A strategy to identify disease-specific epitopes from phage-displayed random peptide libraries using human sera is described. Peptides on phage (phagotopes) that react with antibodies present in patient sera are purified from > 10(7) different sequences by affinity selection and immunological screening of plaques. Disease-specific phagotopes can be identified out of this pool through an 'antigen independent' procedure which avails itself only of patient and normal human sera. Using this strategy, we have selected antigenic mimics (mimotopes) of two different epitopes from the human hepatitis B virus envelope protein (HBsAg). We could show that a humoral response to these mimotopes is widespread in the immunized population, suggesting that the strategy identifies phagotopes that have a potential role as diagnostic reagents. Immunization of mice with the selected phagotopes elicited a strong specific response against the HBsAg. These results open new inroads into disease-related epitope discovery and provide the potential for vaccine development without a requirement for the use of, or even information about, the aetiological agent or its antigens.
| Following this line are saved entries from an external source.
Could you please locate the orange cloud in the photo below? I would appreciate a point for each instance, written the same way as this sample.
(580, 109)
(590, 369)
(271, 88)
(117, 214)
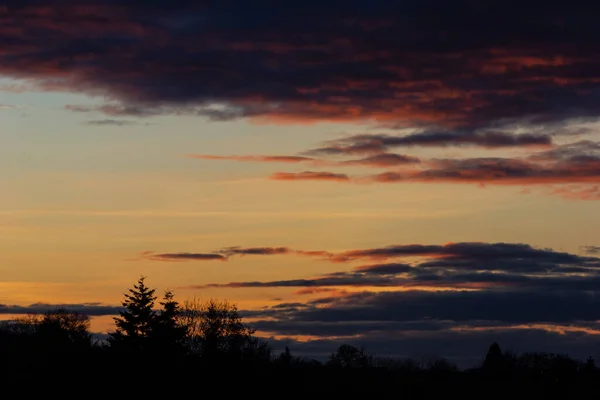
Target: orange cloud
(309, 176)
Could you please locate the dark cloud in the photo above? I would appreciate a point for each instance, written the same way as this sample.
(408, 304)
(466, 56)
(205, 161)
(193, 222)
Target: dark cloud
(591, 249)
(92, 309)
(453, 301)
(466, 265)
(374, 143)
(571, 171)
(265, 251)
(461, 65)
(465, 348)
(309, 176)
(221, 254)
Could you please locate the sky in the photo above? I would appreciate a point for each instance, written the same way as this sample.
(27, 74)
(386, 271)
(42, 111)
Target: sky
(418, 177)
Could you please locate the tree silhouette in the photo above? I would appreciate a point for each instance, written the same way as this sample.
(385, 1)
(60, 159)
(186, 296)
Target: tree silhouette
(494, 359)
(215, 330)
(167, 333)
(135, 324)
(65, 330)
(347, 356)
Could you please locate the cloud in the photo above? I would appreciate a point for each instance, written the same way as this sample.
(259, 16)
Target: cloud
(450, 300)
(466, 348)
(382, 160)
(571, 170)
(309, 176)
(591, 249)
(92, 309)
(459, 66)
(230, 251)
(113, 122)
(274, 159)
(183, 256)
(456, 266)
(219, 255)
(375, 143)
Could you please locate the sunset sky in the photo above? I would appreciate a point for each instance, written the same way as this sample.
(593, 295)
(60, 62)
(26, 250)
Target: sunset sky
(418, 177)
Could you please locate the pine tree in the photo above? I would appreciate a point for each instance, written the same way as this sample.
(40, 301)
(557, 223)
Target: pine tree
(134, 326)
(168, 333)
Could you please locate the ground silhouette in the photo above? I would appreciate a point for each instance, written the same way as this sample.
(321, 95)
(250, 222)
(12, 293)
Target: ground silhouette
(177, 348)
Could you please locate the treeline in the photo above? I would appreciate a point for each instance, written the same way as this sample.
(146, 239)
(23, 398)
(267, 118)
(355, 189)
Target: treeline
(208, 342)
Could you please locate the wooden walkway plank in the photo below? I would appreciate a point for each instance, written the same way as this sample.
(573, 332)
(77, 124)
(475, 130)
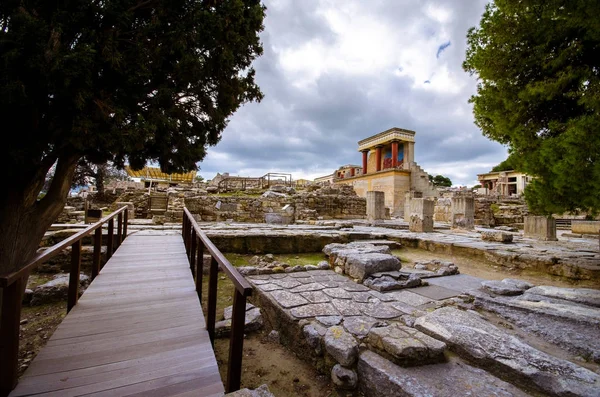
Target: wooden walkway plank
(137, 330)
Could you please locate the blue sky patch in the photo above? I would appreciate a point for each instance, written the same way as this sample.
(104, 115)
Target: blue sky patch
(442, 48)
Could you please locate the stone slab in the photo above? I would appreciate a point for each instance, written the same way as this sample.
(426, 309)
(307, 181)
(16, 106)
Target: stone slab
(409, 297)
(489, 347)
(458, 282)
(380, 377)
(436, 292)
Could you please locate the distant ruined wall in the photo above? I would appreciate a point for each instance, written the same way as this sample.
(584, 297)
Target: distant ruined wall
(326, 203)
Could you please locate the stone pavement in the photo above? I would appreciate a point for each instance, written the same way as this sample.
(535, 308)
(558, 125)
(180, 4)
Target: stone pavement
(396, 343)
(568, 258)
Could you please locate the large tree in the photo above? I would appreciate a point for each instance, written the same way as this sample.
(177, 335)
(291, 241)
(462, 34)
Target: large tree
(114, 80)
(539, 93)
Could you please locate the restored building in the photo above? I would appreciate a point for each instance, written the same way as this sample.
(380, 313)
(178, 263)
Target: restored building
(388, 166)
(503, 183)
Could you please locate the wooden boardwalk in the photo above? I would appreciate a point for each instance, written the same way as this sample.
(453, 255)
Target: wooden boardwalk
(138, 330)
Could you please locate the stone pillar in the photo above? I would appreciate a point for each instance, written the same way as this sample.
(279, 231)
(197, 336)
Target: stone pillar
(407, 197)
(394, 154)
(463, 212)
(375, 206)
(540, 228)
(130, 208)
(421, 215)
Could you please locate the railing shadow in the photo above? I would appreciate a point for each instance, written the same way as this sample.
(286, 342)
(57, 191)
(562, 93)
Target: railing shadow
(196, 242)
(13, 286)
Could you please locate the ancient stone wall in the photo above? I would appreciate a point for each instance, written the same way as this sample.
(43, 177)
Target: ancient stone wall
(325, 203)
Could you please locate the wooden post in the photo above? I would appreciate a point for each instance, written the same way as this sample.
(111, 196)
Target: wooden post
(125, 220)
(212, 299)
(97, 252)
(109, 242)
(199, 269)
(73, 294)
(236, 342)
(9, 334)
(119, 229)
(193, 252)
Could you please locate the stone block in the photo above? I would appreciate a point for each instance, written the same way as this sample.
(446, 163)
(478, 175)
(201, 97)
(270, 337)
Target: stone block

Mimicking of discontinuous epitopes by phage-displayed peptides, II. Selection of clones recognized by a protective monoclonal antibody against the Bordetella pertussis toxin from phage peptide libraries.

We have screened phage peptide libraries to establish if clones binding to a monoclonal antibody (mAb), specific for a discontinuous epitope, could be isolated and if the selected phage particles would be able to elicit an in vivo immuno-response against the original antigen. Two phage peptide libraries, consisting of 9 random amino acids inserted in the major coat protein (pVIII), were independently screened with a mAb which is capable of neutralizing the Bordetella pertussis toxin (PTX) in in vitro and in vivo assays. The epitope of PTX recognized by this and other protective mAb has been shown to be discontinuous. Six different positive phage clones were selected; their binding to the mAb could be competed for by PTX, showing that these clones bind to the antigen-binding site of the mAb. Three of the clones were used (alone or as a mixture) to immunize BALB/c mice. The sera showed a good immunoresponse both against the phage bearing the epitopes and against synthetic multiple-antigen peptides of the same sequence. The immune sera, however, showed no detectable signal against PTX and no capacity to neutralize the CHO-cell-clustering activity of the toxin. The results show that the selected recombinant phage are capable of mimicking the discontinuous epitope as far as binding to the corresponding mAb, but they are unable to elicit a detectable production of antibodies specific for the original antigen.